In 2011, an estimated 3.3 million children aged below 15 years were living with HIV, of whom more than 90% lived in sub-Saharan Africa, and the vast majority were infected through mother-to-child transmission . Despite the rapid scale up of interventions for prevention of mother-to-child transmission of HIV, coverage in the top 21 Global Plan priority countries remains highly variable, ranging from 9% to more than 95% . Within these priority countries, there were an estimated 210 000 children newly infected in 2012 alone . Without antiretroviral therapy (ART), up to 50% of children will die by 2 years of age in resource-limited settings [4,5▪]. Yet, the global coverage of ART among children continues to lag behind at 28% of those in need of treatment, as compared to 58% in adults .
The WHO recommendations on when to start ART in children have been revised four times over the past decade, each time relaxing the eligibility criteria to higher CD4 levels, and more recently increasing the age for immediate ART from all those below 2 years to all below 5 years, irrespective of clinical or immune status  (Table 1) [7–11]. Older children are recommended to start ART when CD4 is less than 500 cells (an increase from <350 cells), in alignment with adult guidelines, and following studies which showed similar risk of disease progression in children aged above 5 years as young adults .
In contrast, the United States and European Paediatric European Network for Treatment of AIDS (PENTA) paediatric guidelines only recommend immediate ART for all infants below 12 months, whereas older children are recommended to initiate ART based on clinical and immune status [13,14].
However, the WHO recommendations are based on a public health approach, taking into account programmatic issues in resource-limited settings, such as difficulties in provision of CD4 testing and high rates of loss-to-follow-up among children not eligible for treatment [15,16,17▪]. Furthermore, recent data suggest that a large number of children still present late for treatment, when severely immunocompromised and at advanced disease stage , with high risk of mortality during screening and in the first year of ART , especially in those aged below 2 years [19,20].
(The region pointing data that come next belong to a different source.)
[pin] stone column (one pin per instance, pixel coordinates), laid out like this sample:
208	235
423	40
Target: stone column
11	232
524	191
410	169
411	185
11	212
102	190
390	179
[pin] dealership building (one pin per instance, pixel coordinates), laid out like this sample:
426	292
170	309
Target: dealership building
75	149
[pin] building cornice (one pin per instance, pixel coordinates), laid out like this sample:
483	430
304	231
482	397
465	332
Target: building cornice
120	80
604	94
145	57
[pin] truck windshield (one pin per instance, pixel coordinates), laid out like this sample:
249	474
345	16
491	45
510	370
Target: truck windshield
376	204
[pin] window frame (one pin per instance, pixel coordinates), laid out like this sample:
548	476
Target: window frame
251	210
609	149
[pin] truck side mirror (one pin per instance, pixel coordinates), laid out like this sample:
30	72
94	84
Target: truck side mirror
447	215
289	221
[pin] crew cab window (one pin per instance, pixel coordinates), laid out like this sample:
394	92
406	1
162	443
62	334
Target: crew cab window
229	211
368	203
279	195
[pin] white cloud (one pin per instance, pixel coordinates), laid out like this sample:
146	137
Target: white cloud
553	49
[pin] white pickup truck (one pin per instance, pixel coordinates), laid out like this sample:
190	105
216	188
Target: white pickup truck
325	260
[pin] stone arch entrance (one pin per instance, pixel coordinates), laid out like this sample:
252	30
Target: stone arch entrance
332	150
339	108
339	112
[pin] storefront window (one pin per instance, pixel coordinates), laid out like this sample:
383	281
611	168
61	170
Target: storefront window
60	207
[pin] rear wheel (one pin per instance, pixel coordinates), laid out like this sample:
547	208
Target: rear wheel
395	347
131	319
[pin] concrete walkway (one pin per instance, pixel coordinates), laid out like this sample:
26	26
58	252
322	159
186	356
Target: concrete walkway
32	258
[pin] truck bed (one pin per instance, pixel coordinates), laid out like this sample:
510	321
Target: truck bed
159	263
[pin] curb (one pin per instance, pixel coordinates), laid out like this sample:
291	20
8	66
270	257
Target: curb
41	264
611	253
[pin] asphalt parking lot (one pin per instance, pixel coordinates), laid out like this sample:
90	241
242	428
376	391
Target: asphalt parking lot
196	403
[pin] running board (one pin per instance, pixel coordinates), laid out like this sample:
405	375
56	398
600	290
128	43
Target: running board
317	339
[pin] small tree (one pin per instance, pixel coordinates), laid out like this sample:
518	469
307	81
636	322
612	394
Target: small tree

With the aim to minimize the risk of disease progression and mortality, under the consolidated WHO guidelines HIV-infected children would initiate lifelong ART from infancy. In this review, we focus on the most recent evidence on the risks and benefits of earlier initiation of ART in three main areas: survival and AIDS-free survival; immune restoration, as this is closely associated with risk of disease progression; and neurodevelopmental outcomes, because of their important implications on quality of life. Lastly, we briefly review the latest evidence on treatment-sparing strategies. This is critical to minimize long-term toxicities and to preserve future treatment options, particularly in resource-limited settings wherein often only first and second-line regimens are available .
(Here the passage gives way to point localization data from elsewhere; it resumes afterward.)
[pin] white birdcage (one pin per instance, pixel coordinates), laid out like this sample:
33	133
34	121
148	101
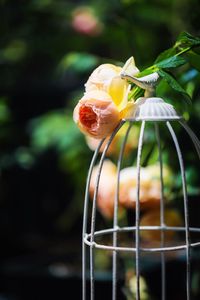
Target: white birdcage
157	112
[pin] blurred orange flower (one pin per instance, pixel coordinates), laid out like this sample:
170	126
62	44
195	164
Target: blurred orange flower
149	188
152	218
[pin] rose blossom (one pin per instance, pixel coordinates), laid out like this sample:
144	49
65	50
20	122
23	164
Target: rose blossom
105	101
106	189
96	114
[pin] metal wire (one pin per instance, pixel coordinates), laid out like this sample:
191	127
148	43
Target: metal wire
162	208
89	239
186	211
137	213
85	217
115	217
93	217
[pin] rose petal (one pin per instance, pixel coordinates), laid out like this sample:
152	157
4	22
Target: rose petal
96	114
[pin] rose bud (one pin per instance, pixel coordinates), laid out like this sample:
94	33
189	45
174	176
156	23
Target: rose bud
96	114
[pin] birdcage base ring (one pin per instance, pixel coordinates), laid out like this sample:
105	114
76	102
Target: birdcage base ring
100	233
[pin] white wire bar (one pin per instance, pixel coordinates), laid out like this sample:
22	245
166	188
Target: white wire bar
115	217
186	212
162	209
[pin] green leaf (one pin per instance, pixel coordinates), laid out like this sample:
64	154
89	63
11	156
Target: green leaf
173	83
185	40
193	59
172	62
136	93
165	54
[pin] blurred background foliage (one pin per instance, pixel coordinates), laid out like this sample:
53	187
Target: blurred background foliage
48	48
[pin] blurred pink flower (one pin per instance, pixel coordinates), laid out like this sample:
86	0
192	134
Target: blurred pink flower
85	22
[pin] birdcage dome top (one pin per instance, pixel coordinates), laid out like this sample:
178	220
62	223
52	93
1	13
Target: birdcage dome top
155	109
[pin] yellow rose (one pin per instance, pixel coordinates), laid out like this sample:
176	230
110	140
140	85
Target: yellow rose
105	101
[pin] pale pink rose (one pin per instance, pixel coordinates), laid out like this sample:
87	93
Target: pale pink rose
96	114
105	101
102	76
149	188
84	21
107	187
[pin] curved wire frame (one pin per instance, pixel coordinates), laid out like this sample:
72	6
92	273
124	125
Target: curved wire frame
88	238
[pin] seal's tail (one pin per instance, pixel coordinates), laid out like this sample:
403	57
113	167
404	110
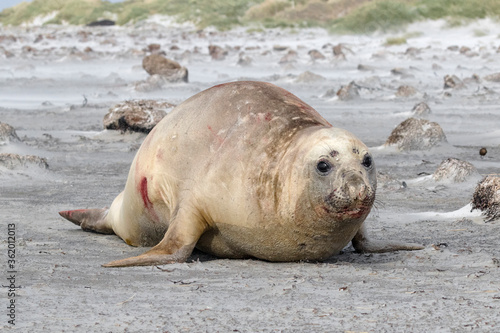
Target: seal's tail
89	219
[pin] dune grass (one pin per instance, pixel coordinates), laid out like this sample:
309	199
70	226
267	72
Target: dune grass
388	15
341	16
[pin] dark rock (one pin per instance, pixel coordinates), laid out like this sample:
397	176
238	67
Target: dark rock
137	115
486	197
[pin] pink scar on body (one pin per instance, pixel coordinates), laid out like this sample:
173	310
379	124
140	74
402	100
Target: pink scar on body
217	136
143	189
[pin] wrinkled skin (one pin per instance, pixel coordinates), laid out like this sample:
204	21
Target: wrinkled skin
243	169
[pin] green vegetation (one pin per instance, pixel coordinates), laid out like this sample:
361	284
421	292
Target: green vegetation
223	14
341	16
378	15
387	15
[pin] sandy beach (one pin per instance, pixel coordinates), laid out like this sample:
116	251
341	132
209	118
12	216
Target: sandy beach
56	85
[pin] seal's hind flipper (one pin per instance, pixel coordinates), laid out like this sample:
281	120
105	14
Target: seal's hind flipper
154	257
89	219
362	244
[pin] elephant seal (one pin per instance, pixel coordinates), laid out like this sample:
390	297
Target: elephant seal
243	169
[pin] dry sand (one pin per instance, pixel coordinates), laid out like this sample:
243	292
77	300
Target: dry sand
453	285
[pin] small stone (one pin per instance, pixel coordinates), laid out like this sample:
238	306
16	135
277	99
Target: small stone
348	92
495	77
7	134
455	170
170	70
416	134
154	47
217	52
486	197
453	82
421	109
316	55
288	58
309	77
406	91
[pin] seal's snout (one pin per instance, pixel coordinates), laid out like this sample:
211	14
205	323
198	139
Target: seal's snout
355	188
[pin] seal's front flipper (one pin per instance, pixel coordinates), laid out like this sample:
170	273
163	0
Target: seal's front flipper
89	219
177	245
364	245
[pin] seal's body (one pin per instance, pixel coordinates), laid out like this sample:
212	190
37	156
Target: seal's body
243	169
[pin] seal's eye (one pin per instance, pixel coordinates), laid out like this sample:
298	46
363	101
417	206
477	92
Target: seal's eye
367	161
324	167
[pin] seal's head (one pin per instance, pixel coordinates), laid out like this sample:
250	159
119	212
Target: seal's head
342	177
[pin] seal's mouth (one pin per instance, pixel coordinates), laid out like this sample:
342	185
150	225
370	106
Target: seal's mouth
345	208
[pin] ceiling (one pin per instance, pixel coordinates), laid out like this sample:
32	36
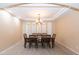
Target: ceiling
29	12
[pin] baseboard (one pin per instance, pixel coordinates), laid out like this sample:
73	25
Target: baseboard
10	47
67	48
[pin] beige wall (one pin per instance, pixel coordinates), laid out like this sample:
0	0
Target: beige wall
10	30
67	30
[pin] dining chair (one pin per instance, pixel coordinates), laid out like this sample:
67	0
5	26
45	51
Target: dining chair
45	39
25	39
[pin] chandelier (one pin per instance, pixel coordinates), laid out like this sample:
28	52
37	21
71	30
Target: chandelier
38	21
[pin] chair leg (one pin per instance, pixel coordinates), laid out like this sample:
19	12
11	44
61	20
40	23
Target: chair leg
30	44
24	44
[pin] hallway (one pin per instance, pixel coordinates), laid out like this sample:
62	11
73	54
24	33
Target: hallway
18	49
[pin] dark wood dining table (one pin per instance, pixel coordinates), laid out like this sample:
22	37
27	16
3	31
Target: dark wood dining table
36	40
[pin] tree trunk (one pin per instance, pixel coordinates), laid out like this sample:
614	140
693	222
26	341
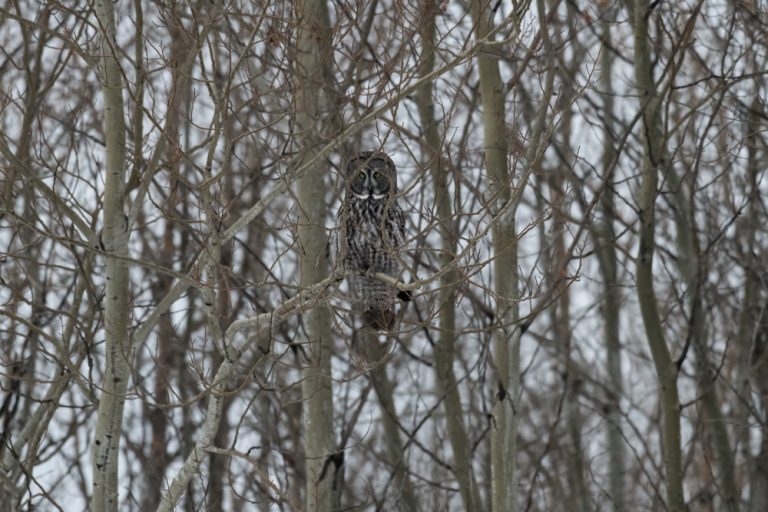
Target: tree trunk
653	160
117	348
611	303
444	350
313	56
506	335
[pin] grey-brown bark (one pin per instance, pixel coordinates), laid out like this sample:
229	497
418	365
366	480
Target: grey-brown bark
446	225
117	348
654	159
312	61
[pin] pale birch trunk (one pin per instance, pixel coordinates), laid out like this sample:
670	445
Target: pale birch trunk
611	303
693	271
506	334
117	348
313	56
654	160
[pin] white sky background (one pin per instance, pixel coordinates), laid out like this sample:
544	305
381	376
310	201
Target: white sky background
78	177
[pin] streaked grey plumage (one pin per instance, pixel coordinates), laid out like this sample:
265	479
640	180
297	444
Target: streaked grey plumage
374	232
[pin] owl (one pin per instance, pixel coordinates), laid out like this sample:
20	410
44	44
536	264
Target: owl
373	233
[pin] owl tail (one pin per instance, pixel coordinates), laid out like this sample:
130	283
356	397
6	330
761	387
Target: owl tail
379	319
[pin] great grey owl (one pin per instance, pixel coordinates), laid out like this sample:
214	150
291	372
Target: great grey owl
374	232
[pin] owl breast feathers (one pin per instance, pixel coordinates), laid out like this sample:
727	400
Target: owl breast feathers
374	232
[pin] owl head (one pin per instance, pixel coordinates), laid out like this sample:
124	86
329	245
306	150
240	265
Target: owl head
372	175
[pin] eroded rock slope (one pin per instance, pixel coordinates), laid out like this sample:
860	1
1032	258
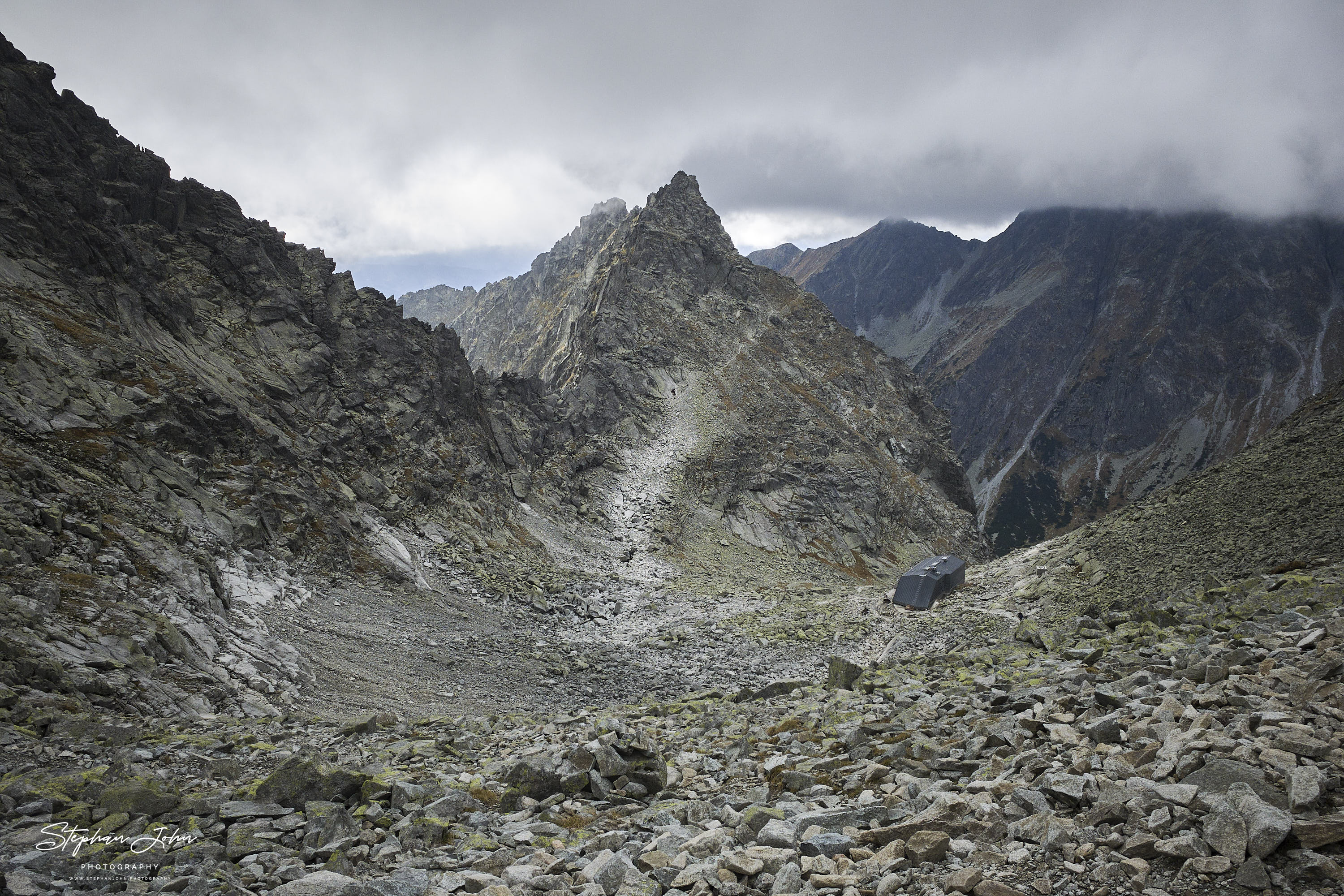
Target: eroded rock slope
194	414
1088	358
672	351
WHEN TO START ANTIRETROVIRAL THERAPY: SURVIVAL AND AIDS-FREE SURVIVAL
Up until 2008, the WHO recommendations on when to initiate ART in children were largely based on observational data which demonstrated younger age and poorer immune status as the main predictors of risk of disease progression and death, as well as higher risk in untreated children in sub-Saharan Africa compared with Europe and the USA [22,23]. To date, there have only been two clinical trials assessing when to start ART in children, both conducted in low or middle-income countries.
The Children with HIV early antiretroviral therapy (CHER) trial in South Africa randomized 377 asymptomatic HIV-infected infants (CD4 >25% at median 7 weeks of age) to immediate initiation of ART before 12 weeks of age or deferred ART based on WHO 2006 clinical or CD4 criteria. After a median of only 40 weeks, there was a 76% [95% confidence interval (CI), 49–89%, P <0.001] reduction in mortality and 75% reduction in disease progression (95% CI, 59–85%, P <0.001) in the early treatment arm , and these results were confirmed in the final analysis at 4 years of follow-up [25▪▪] (Table 2) [25▪▪,26,27▪,28▪▪,29▪].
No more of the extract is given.